Blogging


Several presentations from Dawn, Chris and Jonathan on the theme of blogging for this meeting!

Content ideas for blog posts – Dawn Fisher

First up was Dawn Fisher of Remedial Massage Treatment.co.uk/

Dawn has been using her site to find customers for around 10 years and her blog is an integral part of this. She spoke to us about the way she creates her blog posts.

The first step in a successful blog (and for each successful post) is to work out what the purpose of it is. You should aim to attract (and retain) people who are actively looking for your goods or services. Ask yourself what they might want to know, and write about it.

Using Google Analytics is also important – it helps you find out what search terms are bringing to your site: you can use these to write your blog.

Another useful technique is to ask your past visitors and customers what they found interesting on your site. You should also make note of what your customers ask you most: these are the sorts of questions people will be searching for online.

Dawn keeps a notebook of ideas for blog posts and suggested that, rather than writing brief notes or titles, you should write out as much of the post as soon as you can – short notes might not mean much when you come back to them! These notes might be about the day’s interesting challenges or questions or just topics which come to you in a flash of inspiration. Topics may also come from the things you read. Wherever the topics come from, it’s important to keep everything – even those unfinished posts – so you can revisit them in future if inspiration strikes. Returning to an old post and writing an updated version can also create new content for you!

One part of Dawn’s success is down to keeping a human side to her posts: not just writing technical jargon, but writing for your audience. It’s a hard balance: you need to be technical enough that other experts respect you, and that customers know that you know your subject, but not so technical that you’re not understood by the layman.

Regardless of where your inspiration comes from, make sure you check your spelling and grammar – nothing undermines your point faster than a poorly written post.

Cats and Tags – Chris McMahon

Next up was Chris McMahon of Very Simple Sites

Blog post covering talk – https://verysimplesites.co.uk/categories-tags-wordpress/

Chris talked about categories and tags and how you can use them to organise your blog’s content in WordPress

DISCLAIMER don’t just change cats and tags without adding 301 redirects

Content needs organising just like libraries

Yoast is a good example of cats and tags – easy to see the cats they have and the different content available

Don’t do it for seo so it for your readers

You need to think about and plan your websites structure before you start writing

Use pages and posts accordingly.
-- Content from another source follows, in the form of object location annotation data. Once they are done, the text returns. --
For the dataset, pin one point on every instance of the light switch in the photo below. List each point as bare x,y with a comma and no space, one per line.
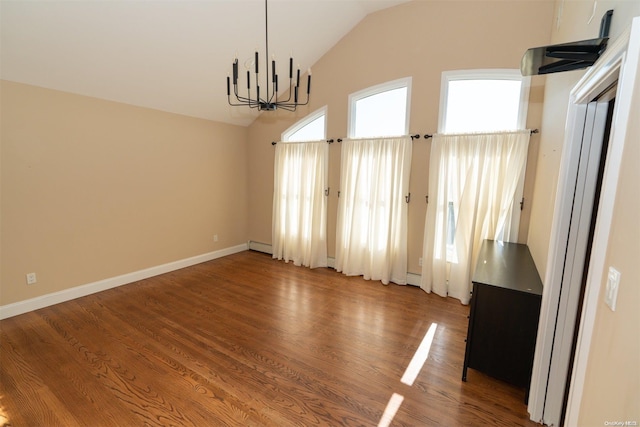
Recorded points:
611,292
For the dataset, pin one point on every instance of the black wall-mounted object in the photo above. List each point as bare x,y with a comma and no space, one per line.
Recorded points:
567,56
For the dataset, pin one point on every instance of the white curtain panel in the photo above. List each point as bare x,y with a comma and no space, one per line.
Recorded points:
472,185
371,236
299,231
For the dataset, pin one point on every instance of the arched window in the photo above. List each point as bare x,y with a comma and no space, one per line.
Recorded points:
380,111
483,101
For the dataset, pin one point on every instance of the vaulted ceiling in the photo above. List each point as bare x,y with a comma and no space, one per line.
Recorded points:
170,55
Pages can be inferior to pages for content that is time based – getting content out there and seen as and when..

Cats can be broad and must be used, they are hierarchical

Tags are flat and optional

Cats is contents page (or umbrella)
Tags is index (or raindrops)

Did a group exercise to see what could be cats and what could be tags. There are actually many possibilities depending on your blogs focus.

Suggestions/best practice

Less is more – limit categories
Put post in one cat but there are reasons when you might put in more
You don’t have to use tags……….
You can have many tags but limit them to not look spammy
Do not have tags that only apply to one post

If you want you can use neither and just rename the default cat form uncategorised to something like general/updates etc
You can noindex the archive page for this term so it’s unused

Archive pages should be used as standalone pages – add an intro, some more info, you can even sticky posts on these pages sometimes depending on theme plugins etc.
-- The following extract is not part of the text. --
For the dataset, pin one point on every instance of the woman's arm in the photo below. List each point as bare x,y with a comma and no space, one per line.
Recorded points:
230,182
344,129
Cat and tag pages can be used for seo

Yoast keeps it simple and well organised they use few tags and cats per article

Only a handful of cats for a clean site structure

Don’t forget your category archive pages! Fill out the fields provided by the Yoast seo or other plugin. Make them descriptive and relevant.
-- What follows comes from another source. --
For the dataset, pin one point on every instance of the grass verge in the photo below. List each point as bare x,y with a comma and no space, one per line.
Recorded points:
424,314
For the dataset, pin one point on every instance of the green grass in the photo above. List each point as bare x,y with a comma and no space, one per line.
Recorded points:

In permalink settings you can change your category base i.e. Decade instead of category.

The whys and hows of micro blogging – Jonathan Whiteland

Slides – https://whiteland.net/jonathan/static/presentations/micro_blogging.html

Click on the above and use cursor keys to scroll left and right… or visit https://whiteland.net/jonathan/static/presentations/micro_blogging.html

Last but not least was Jonathan Whiteland

It’s like blogging….. but smaller..

Think social media updates

Why?
Ownership
Independence
Control

How are people going to find it?
A platform like WordPress.com or a
Self hosted WordPress website on micro.blog

WordPress has support for this such as shorter post formats, post categories (separate from your main blog)..

Plugins
Jonathan’s plugin – A few micro blogging tweaks
Another – character count for post content and excerpt

Micro.blog “a new social network for independent micro blogs” micro.blog

Vision is to take feeds from people that have their own micro blogs and combine them (a bit like twitter).

You can cross post with services like twitter using apps like ifttt to push to twitter your micro blogs

Can do via WordPress app on your phone when out and about.

Json feed – similar to rss and atom but in json – check it out! Jsonfeed.com.

Aftermath

Simon talking about potentially moving the wp meetup to the bradfield centre.